Visitation abuse is when the other parent attempts to alienate the child from the other parent and restrict, limit and/or interfere with vistiation. Visitation abuse alone has been held insufficient to warrant a change of custody. Schultz v. Schultz, 38 Ill.App.3d 678, 347 N.E.2d 749 (3d Dist. 1976); Ehr v. Ehr, 77 Ill.App.3d 540, 396 N.E.2d 87, 33 Ill.Dec. 11 (2d Dist. 1979); Eggemeyer v. Eggemeyer, 86 Ill.App.2d 224, 229 N.E.2d 144 (2d Dist. 1967).
However, coupled with other factors, visitation abuse may form the basis of a custody modification. Maroney v. Maroney, 109 Ill.App.2d 162, 249 N.E.2d 871 (3d Dist. 1969) (poor care of child plus repeated visitation abuse); Mullins v. Mullins, 142 Ill.App.3d 57, 490 N.E.2d 1375, 96 Ill.Dec. 170 (1st Dist. 1986) (scheme to destroy father-child relationship).
However, in 1991, visitation abuse rose to a level requiring change of custody. In In re Marriage of Kramer, 211 Ill.App.3d 401, 570 N.E.2d 422, 155 Ill.Dec. 909 (1st Dist. 1991), the appellate court affirmed the trial court’s determination that the actions of the mother were so hostile to the father’s relationship with the child that a change of custody was required. The mother interfered with the father’s relationship with the child by denying the father telephone access to the child, despite a court order, by using the answering machine to take the father’s calls and rarely returning or allowing the child to return the calls, calling the child while he was visiting the father and telling him not to worry because he could come home soon, enrolling the child in school using her maiden name as the boy’s surname, refusing to give the father any information about the school or the school any information about the father, telling the child that the divorce meant that the father was no longer the child’s father and that her new husband was the child’s daddy, denigrating the father to the child, engaging in behavior calculated to create tension and to make the child feel that visiting the father put him in a dangerous situation, giving the child small gifts to be opened each day while he visited the father, canceling visitation repeatedly without giving a reason and denying makeup visits, and canceling visitation by claiming that the child was ill and refusing to comply with a court order providing that the father, a physician, be allowed to examine the child whenever illness was used as an excuse for canceling visitation.
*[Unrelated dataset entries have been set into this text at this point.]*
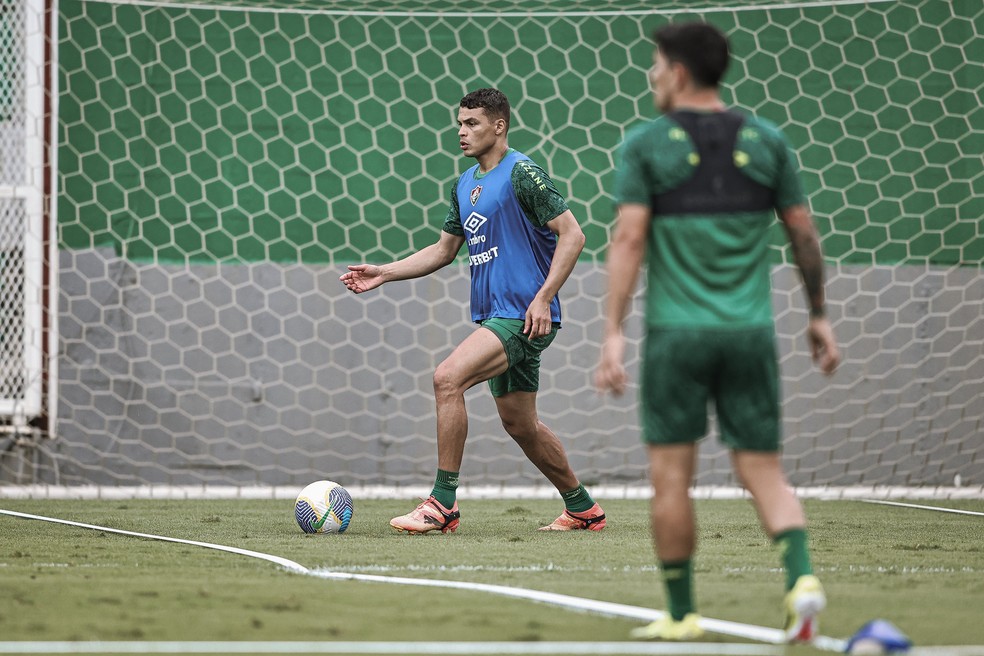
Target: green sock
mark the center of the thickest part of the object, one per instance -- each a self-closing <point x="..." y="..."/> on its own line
<point x="445" y="488"/>
<point x="678" y="578"/>
<point x="577" y="500"/>
<point x="794" y="553"/>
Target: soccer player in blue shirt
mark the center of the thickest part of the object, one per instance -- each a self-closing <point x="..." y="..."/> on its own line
<point x="523" y="242"/>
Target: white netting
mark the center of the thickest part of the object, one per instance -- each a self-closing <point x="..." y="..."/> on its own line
<point x="219" y="166"/>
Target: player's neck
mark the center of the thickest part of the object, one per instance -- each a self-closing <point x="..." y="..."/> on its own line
<point x="703" y="100"/>
<point x="491" y="158"/>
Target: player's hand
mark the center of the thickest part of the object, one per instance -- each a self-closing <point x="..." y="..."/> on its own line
<point x="538" y="321"/>
<point x="362" y="277"/>
<point x="610" y="376"/>
<point x="823" y="345"/>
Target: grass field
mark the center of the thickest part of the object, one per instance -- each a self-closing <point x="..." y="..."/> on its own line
<point x="919" y="569"/>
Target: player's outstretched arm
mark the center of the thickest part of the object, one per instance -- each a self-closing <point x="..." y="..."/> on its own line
<point x="570" y="242"/>
<point x="623" y="262"/>
<point x="805" y="243"/>
<point x="363" y="277"/>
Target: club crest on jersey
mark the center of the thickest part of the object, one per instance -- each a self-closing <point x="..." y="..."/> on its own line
<point x="473" y="222"/>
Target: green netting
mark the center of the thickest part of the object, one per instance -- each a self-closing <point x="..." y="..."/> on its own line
<point x="226" y="134"/>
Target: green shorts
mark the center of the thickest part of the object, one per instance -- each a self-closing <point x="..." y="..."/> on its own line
<point x="686" y="369"/>
<point x="523" y="354"/>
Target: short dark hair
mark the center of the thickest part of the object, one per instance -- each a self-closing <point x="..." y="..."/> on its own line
<point x="493" y="101"/>
<point x="700" y="47"/>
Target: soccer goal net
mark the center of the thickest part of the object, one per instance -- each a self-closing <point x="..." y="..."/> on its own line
<point x="219" y="164"/>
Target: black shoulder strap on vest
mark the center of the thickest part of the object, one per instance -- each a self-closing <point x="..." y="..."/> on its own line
<point x="717" y="186"/>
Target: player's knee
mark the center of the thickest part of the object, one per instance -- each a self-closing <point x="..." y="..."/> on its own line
<point x="445" y="382"/>
<point x="520" y="429"/>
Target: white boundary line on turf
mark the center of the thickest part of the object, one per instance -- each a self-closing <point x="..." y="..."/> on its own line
<point x="734" y="629"/>
<point x="915" y="505"/>
<point x="428" y="648"/>
<point x="489" y="14"/>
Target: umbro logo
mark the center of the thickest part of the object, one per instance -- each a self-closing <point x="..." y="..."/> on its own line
<point x="473" y="222"/>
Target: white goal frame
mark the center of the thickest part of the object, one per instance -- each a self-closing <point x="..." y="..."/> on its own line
<point x="29" y="189"/>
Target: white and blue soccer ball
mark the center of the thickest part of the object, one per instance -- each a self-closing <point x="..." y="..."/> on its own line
<point x="323" y="507"/>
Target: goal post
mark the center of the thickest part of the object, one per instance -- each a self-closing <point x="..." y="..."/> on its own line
<point x="220" y="164"/>
<point x="22" y="232"/>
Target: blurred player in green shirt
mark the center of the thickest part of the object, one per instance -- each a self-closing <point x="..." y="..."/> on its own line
<point x="697" y="191"/>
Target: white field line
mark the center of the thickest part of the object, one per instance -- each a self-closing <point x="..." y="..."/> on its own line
<point x="917" y="506"/>
<point x="734" y="629"/>
<point x="428" y="648"/>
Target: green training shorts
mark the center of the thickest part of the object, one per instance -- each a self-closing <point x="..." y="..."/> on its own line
<point x="523" y="354"/>
<point x="684" y="369"/>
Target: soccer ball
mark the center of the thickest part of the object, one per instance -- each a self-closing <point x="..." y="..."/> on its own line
<point x="323" y="507"/>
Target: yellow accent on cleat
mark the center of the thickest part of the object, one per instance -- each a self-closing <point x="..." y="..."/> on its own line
<point x="428" y="516"/>
<point x="592" y="519"/>
<point x="803" y="605"/>
<point x="668" y="628"/>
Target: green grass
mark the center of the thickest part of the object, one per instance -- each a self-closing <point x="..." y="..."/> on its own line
<point x="922" y="570"/>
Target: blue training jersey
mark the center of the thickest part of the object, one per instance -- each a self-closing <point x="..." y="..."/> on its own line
<point x="503" y="214"/>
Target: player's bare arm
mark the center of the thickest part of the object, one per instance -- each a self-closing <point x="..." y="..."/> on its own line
<point x="363" y="277"/>
<point x="805" y="244"/>
<point x="623" y="262"/>
<point x="570" y="242"/>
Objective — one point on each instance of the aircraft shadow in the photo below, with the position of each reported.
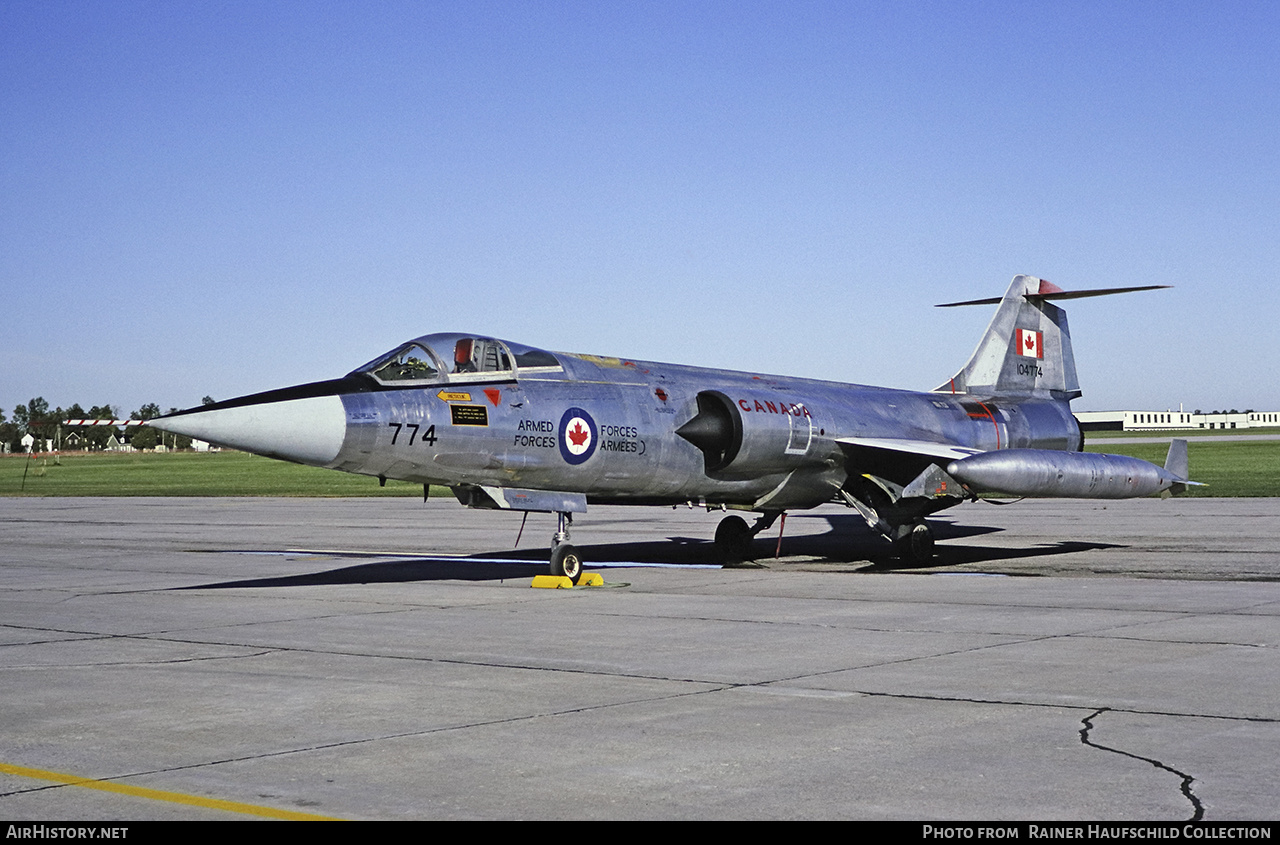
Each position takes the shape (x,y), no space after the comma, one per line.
(848,539)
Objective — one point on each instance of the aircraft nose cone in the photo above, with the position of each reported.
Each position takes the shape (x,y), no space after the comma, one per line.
(307,430)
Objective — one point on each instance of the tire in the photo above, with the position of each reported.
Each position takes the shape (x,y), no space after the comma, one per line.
(734,539)
(914,543)
(566,562)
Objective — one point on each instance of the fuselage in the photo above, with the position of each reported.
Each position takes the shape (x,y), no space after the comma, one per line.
(465,410)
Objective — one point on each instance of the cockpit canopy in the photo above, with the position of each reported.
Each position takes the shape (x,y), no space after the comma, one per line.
(439,359)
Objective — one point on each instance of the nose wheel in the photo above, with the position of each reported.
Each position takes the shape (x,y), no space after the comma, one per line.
(734,537)
(565,558)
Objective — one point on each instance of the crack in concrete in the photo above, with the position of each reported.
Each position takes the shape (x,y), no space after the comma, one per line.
(1087,727)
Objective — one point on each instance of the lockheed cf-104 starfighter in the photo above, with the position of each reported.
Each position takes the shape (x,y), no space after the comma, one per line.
(511,426)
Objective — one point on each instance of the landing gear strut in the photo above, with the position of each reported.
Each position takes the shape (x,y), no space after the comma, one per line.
(565,558)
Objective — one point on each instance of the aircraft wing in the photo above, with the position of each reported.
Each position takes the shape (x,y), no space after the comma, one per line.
(924,448)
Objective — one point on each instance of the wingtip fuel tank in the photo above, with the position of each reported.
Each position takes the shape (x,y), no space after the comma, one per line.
(1047,474)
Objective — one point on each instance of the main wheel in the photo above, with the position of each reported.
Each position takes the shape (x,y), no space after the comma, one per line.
(914,543)
(734,539)
(565,561)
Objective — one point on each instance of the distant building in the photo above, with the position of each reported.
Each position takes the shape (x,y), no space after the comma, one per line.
(1173,420)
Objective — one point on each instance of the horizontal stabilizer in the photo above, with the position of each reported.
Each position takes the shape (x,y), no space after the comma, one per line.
(1057,293)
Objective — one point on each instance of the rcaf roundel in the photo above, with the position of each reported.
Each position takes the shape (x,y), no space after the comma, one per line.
(1031,343)
(576,435)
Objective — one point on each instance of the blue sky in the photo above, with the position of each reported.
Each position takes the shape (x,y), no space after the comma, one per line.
(224,197)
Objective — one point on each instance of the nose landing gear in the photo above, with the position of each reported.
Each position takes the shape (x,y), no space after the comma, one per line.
(565,558)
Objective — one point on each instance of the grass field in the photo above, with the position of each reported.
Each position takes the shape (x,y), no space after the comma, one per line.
(1230,469)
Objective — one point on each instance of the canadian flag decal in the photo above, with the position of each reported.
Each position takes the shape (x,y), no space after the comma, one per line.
(1031,343)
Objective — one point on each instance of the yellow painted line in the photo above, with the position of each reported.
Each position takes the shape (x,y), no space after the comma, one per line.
(160,795)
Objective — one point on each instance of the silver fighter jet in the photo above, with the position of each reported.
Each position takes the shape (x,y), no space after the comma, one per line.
(511,426)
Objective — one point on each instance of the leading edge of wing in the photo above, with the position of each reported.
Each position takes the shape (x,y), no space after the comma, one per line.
(927,448)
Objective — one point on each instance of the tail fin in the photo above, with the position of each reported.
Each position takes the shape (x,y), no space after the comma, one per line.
(1027,348)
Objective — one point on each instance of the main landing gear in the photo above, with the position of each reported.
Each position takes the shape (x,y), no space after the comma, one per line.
(565,558)
(914,542)
(734,537)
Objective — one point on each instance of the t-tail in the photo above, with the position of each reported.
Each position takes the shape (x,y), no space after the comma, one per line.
(1027,350)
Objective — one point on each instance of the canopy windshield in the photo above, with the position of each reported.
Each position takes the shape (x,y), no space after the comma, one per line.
(457,357)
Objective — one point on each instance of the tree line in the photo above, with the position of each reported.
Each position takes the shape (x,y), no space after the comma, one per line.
(42,423)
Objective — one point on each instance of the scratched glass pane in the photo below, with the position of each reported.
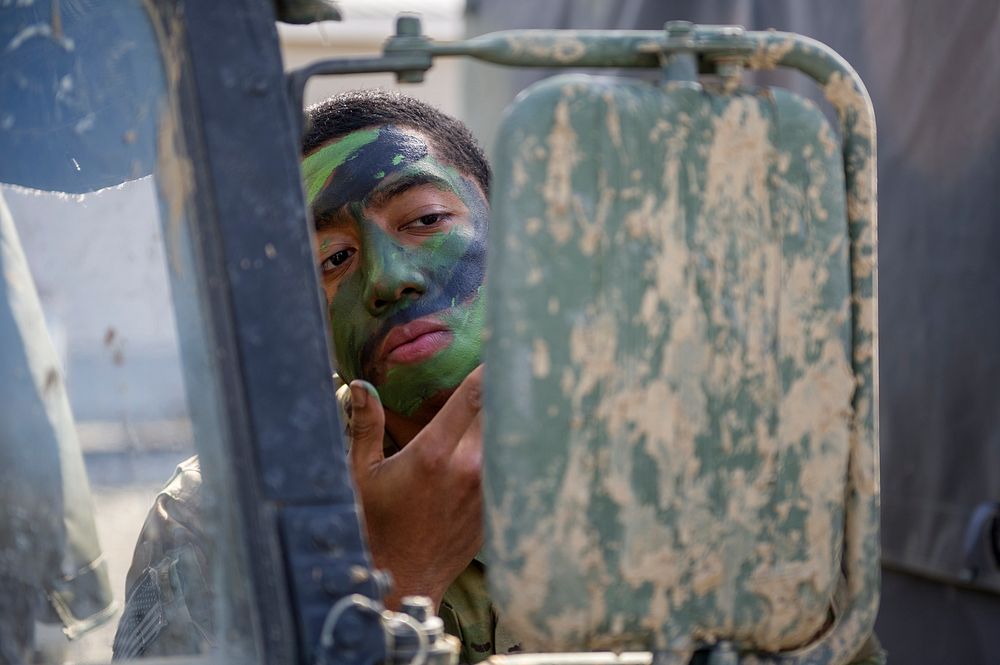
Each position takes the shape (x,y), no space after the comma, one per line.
(103,404)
The appellate court looked at the language in the judgment for dissolution of marriage providing that the parents would “use their best efforts to foster the respect, love and affection of the child towards each parent.” 570 N.E.2d at 424. The court held that the mother had failed to follow that provision and that her actions rose to a level that required that custody be transferred to the father. When the mother complained that the visitation problems had existed before the entry of the judgment for dissolution of marriage and that, therefore, the father had not been able to prove a change of circumstances that occurred after the entry of the judgment, the court remarked that there was no need to show a change of circumstances when the mother so comprehensively had violated the general “best efforts to foster respect” language set forth in the judgment. 570 N.E.2d at 428.